Pfau, 2008, Kaltnadelradierung
Taube, 2012, Kaltnadelradierung
Nachtigall, 2013, Kaltnadelradierung
Flamingo, 2009, Kaltnadelradierung
Spatz, 2012, Kaltnadelradierung
Huhn, 2008, Kaltnadelradierung
Fliegenfisch, 2009, Kaltnadelradierung
Vogelfisch, 2008, Kaltnadelradierung
Südseefisch 2, 2008, Kaltnadelradierung

Biografie

Sabine Münch wurde 1963 in München geboren. 1994 begann sie sich kontinuierlich künstlerisch zu betätigen. Im Herbst 2000 fing sie an, in Teilzeit im Atelier Augustinum zu arbeiten, seit 2008 ist sie hauptberuflich als Künstlerin tätig.   

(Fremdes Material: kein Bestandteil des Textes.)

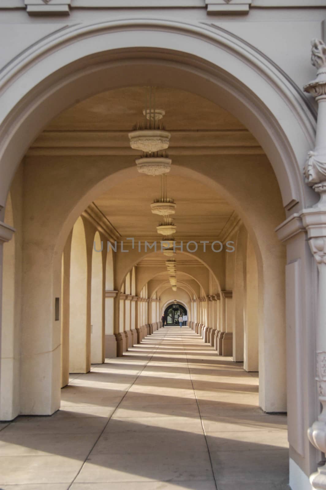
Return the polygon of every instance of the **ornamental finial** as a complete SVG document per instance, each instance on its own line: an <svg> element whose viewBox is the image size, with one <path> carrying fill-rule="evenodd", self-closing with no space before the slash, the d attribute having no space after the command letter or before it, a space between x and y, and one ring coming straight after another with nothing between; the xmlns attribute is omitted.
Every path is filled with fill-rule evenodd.
<svg viewBox="0 0 326 490"><path fill-rule="evenodd" d="M311 41L311 64L318 71L326 68L326 46L320 39Z"/></svg>

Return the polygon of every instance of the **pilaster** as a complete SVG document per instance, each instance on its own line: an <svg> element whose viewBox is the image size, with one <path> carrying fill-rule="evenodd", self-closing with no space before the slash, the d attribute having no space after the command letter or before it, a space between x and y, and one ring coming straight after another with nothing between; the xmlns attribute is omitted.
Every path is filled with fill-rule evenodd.
<svg viewBox="0 0 326 490"><path fill-rule="evenodd" d="M316 78L304 87L318 104L315 148L310 151L304 169L306 183L320 195L319 202L301 214L308 233L311 252L319 270L316 364L318 397L322 409L308 431L311 443L326 452L326 46L322 41L312 42L311 63L317 69ZM326 488L326 465L310 476L314 489Z"/></svg>

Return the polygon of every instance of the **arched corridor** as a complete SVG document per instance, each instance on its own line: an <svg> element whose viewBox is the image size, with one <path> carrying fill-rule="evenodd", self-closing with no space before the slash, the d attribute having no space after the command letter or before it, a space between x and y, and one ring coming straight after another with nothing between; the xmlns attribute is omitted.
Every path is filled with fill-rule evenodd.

Die Schwerpunkte von Münchs künstlerischer Arbeit bilden Zeichnungen und die Druckgrafik, in denen sie ein seit Jahren konstantes Themenrepertoire bearbeitet. Seit 2007 entstand in der Technik der Kaltnadelradierung eine umfangreiche Reihe von Tierdarstellungen, die mit großem grafischem Gespür die Wirkungen dieses Mediums voll zur Entfaltung bringen. Die Radierplatten werden in geduldiger, fast meditativer Manier mit feinen Strichen bearbeitet, die sich so zu einer dichten, durchgängig strukturierten Fläche zusammenschließen. Mit der Grafik gelang Sabine Münch ihr künstlerischer Durchbruch, der mittlerweile auch in Fachkreisen große Anerkennung findet. Seit einigen Jahren widmet sich die Künstlerin zunehmend auch abstrakten Motiven. 

Sabine Münch ist Preisträgerin des Lothar-Späth-Kunstpreises 2008. Sie war 2007 und 2014 für den Europäischen Kunstpreis euward nominiert. 

Katalog> zur Austellung – „ganz innen“ Galerie Bezirk Oberbayern 2020

Die Poesie des Wirklichen – die Verwandlung: Das Tier als Heiliger, der Pilz als ein kleiner Diamant, der Diamant als eine Blüte und die Blume als Schmetterling. Das ist Sabine Münch selbst. Wie die Vögel, die sich um den Heiligen Franz von Assisi auf den Bildern von Giotto in San Francesco zur Predigt scharen, so schart die Künstlerin die großen Schöpfungsgeschichten um sich.